En dessous figurent Huit statuettes et deux masques. Au cours du XXe siècle, beaucoup de travaux d'archéologie ont été mis en œuvre afin de mettre à jour les sites préhispaniques qui avaient été recouverts par la végétation. De nombreuses poteries et céramiques ont alors été découvertes. Les statuettes représentées font également référence à la passion de Rivera et à son souci de conserver ce patrimoine sur le sol mexicain. De la collection qu'il avait léguée au peuple mexicain, une partie figure aujourd'hui au musée anthropologique de Mexico.

En bas, à gauche se trouve
La christianisation. Sur cet extrait de 2,20 m x 3,75 m, on peut voir la défaite du dernier empereur aztèque, Moctezuma, accompagné de sa femme, donnant son or et devant désormais se plier à l'Église. Toute la cruauté des méthodes des conquistadors et de l'Église est ici représentée. Contrairement au discours officiel selon lequel la conversion se faisait de manière volontaire, Rivera nous montre que les amérindiens avaient le choix entre le baptême ou la mort. Le personnage arborant une écharpe aux couleurs du Mexique est le général Santa Anna. On le voit recevoir beaucoup d'argent de l'Église. Cet argent lui était offert pour l'inciter à mener une guerre contre les « gringos » du Nouveau Mexique et du Texas afin de récupérer leurs terres ; terres qu'il a ensuite revendues aux Etats-Unis. Les amérindiens portent aussi une tenue indienne, symbole de leur assujettissement. Cette fresque est une réinterprétation de Epopeya del pueblo mexicano (1929-1935), extraite de Historia de México : de la conquista a 1930 dont les dimensions sont 8,59 m x 12,87 m pour une surface totale de 410,47 m2. Elle se situe au Palacio nacional, à Mexico.

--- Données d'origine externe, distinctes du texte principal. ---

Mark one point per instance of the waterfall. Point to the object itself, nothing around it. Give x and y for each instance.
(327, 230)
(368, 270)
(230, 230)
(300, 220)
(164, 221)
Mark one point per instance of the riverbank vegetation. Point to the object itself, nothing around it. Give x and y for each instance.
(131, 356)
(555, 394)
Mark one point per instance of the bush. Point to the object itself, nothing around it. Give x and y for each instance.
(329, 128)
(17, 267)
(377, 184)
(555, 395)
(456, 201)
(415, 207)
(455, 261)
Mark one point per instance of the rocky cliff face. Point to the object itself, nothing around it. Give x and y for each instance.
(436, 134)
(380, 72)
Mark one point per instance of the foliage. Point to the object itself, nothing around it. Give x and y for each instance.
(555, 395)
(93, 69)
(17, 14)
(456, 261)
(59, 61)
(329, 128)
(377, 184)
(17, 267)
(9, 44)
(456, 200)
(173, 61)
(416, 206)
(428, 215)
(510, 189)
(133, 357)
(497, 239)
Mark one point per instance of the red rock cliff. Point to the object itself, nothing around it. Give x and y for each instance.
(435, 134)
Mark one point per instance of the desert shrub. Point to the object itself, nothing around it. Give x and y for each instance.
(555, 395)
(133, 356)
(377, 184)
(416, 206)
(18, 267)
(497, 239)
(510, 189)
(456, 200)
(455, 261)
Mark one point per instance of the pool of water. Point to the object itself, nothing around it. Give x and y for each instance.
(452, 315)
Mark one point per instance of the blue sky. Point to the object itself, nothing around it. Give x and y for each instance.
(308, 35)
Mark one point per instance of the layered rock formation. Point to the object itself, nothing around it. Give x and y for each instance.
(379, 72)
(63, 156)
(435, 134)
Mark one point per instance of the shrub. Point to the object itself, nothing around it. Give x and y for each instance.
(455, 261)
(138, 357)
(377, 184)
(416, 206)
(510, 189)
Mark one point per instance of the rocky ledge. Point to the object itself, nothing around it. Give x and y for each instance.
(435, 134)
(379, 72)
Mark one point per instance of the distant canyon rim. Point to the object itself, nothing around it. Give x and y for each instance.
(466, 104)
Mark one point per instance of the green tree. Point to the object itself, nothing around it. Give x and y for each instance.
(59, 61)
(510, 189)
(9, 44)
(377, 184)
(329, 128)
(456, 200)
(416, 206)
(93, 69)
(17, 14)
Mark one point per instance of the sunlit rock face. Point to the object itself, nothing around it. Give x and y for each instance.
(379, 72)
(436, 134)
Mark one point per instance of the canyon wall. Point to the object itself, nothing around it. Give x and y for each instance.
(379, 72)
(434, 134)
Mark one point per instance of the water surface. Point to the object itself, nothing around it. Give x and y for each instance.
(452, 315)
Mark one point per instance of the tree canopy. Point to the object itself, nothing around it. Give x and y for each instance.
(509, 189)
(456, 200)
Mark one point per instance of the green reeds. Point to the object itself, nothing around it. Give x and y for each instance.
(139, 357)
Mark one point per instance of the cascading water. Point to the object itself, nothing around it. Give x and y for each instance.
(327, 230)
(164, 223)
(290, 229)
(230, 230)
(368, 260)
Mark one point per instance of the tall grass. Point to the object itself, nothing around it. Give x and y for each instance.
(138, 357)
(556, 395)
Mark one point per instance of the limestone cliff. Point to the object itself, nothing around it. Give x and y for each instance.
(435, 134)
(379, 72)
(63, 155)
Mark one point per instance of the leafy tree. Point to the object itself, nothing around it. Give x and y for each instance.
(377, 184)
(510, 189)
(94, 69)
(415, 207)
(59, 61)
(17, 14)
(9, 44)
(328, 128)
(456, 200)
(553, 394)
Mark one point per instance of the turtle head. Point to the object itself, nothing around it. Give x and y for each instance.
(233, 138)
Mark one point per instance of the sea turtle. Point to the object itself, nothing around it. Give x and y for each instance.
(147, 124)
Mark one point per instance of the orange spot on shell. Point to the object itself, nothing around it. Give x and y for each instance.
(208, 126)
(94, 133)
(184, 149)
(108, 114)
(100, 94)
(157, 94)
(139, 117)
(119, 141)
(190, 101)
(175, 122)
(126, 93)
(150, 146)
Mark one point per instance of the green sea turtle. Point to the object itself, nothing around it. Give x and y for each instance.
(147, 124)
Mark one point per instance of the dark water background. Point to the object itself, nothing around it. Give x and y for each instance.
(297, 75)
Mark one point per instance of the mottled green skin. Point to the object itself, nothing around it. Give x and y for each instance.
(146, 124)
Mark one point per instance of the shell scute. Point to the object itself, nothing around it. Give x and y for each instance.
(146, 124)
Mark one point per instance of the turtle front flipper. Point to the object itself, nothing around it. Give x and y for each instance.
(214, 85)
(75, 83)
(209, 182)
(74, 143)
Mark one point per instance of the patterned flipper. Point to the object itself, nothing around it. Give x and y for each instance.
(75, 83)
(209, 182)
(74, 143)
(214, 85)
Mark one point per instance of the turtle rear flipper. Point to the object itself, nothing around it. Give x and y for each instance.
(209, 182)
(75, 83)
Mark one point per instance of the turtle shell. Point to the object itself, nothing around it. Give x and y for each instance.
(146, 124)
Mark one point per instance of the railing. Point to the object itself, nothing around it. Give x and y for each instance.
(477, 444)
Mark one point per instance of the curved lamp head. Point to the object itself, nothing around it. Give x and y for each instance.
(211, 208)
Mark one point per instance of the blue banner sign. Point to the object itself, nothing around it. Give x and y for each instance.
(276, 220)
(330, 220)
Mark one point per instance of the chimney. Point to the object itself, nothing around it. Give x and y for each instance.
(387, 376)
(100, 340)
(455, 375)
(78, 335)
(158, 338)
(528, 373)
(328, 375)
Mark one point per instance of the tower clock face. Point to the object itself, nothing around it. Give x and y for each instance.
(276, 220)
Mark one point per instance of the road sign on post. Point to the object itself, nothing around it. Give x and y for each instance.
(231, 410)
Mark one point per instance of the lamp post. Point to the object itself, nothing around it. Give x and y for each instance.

En bas, au milieu, se trouve L'arrivée d'Hernán Cortés à Veracruz (2,25 m x 4,25 m). Cet extrait dénonce l'esclavage et le travail forcé à travers le fouet, le marquage au fer et le gibet. Hernán Cortés est représenté très malade, probablement atteint d'une des épidémies qui a décimé la population, tant amérindienne qu'espagnole. Un prêtre brandit une croix, symbole de la conversion imposée et du travail forcé infligé aux amérindiens pour construire les premières églises sur le sol du Nouveau Monde. En face de Cortés se trouve Pedro de Alvarado, le conquistador du Guatemala. Celui-ci lui remet de l'or. Il est accompagné de sa femme, une amérindienne qui porte leur enfant sur le dos. L'enfant est de type méso-américain mais a des yeux bleus, témoignage des premières traces de métissage. L'extrait original s'intitule La conquista o el arribo de Hernán Cortés 1519 (1951) et est tiré de México prehispánico y colonial, 1951, Palacio Nacional, Mexico. L'extrait original mesure 5,27 m x 4,92 m.
En bas, à droite, figure
La canne à sucre (2,20 m x 3,75 m). Cet extrait fait référence à la période située à la charnière du XIXe siècle et du XXe siècle, sous la dictature de Porfirio Díaz. La fresque met en scène l'exploitation des indigènes dans les fincas, les grandes exploitations sucrières. Le contremaître fait régner l'ordre avec son fouet. Les travailleurs sont habillés avec les habits que portaient les amérindiens au moment de la conquête pour faire le lien entre les différentes formes d'esclavage que n'a cessé de connaître le pays durant quatre siècles. Tout en haut, le propriétaire de l'hacienda est habillé en « gringo » pour dénoncer la main-mise économique des Etats-Unis sur le Mexique. La fresque originale s'intitule
Ingenio azucarero de Tealtenango, Morelos (1930-1931, 2,82 m x 4,35 m). Elle fait partie d'un ensemble de huit panneaux et de onze peintures en grisaille d'une surface totale de 149 m2 qui forment le cycle : Histoire de Cuernavaca et de l'État de Morelos, conquête et révolution.